Turner's book, for its part, was an occasionally fascinating and often troubling read (particularly looking back at this book from 2023 to 2006, just on the other side of the new millennialism that the book sketches out). I think the "digital utopianism" deserved a far stronger critique than we got here, a need more sharply in focus with the rise of social media and the overt alignments evident between social media magnates and authoritarianism and white supremacy. And Turner's approach to libertarian and entrepreneurial values shed light on some of the issues that I see with those desiring to craft out a personal destiny by being influencers and online personalities at the expense of their engagement with the political, social/cultural, and ecological (a pesky triad indeed!) spheres undergoing such monumental stressors in the current moment.

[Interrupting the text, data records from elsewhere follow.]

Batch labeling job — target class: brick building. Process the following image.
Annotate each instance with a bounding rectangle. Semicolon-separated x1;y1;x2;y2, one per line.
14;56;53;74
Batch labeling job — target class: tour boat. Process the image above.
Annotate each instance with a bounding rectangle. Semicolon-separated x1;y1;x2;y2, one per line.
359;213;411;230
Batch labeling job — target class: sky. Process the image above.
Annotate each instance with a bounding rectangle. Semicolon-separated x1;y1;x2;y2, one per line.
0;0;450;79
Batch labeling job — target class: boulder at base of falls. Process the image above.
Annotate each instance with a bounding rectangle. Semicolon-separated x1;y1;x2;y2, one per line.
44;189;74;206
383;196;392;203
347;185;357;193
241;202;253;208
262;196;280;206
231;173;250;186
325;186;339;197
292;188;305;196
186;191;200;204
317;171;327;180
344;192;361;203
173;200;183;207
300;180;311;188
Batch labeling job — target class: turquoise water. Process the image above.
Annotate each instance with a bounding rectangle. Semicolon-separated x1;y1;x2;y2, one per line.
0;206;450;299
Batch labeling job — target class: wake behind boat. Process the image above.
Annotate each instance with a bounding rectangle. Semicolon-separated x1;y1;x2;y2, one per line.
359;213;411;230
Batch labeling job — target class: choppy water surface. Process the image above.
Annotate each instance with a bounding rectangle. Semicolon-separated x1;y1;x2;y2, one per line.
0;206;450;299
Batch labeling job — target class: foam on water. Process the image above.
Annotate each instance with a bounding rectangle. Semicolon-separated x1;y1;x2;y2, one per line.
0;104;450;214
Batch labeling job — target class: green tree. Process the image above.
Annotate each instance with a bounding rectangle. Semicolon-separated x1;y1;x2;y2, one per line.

The Stewart Brand through-line was occasionally useful but also not entirely convincing. What the use of Brand does, more than anything, is consolidate the most damaging mythos of Silicon Valley -- that it requires the mythologizing of white male centralized libertarian power-figures/visionaries who show that the decentralized "network" actually tends toward the formation of likeminded power clusters at the expense of social justice, equity, and accessibility. Turner's emphasis on Brand (as tenuous as it sometimes is in the book) merely reinforces this toxic legacy of the computing guru.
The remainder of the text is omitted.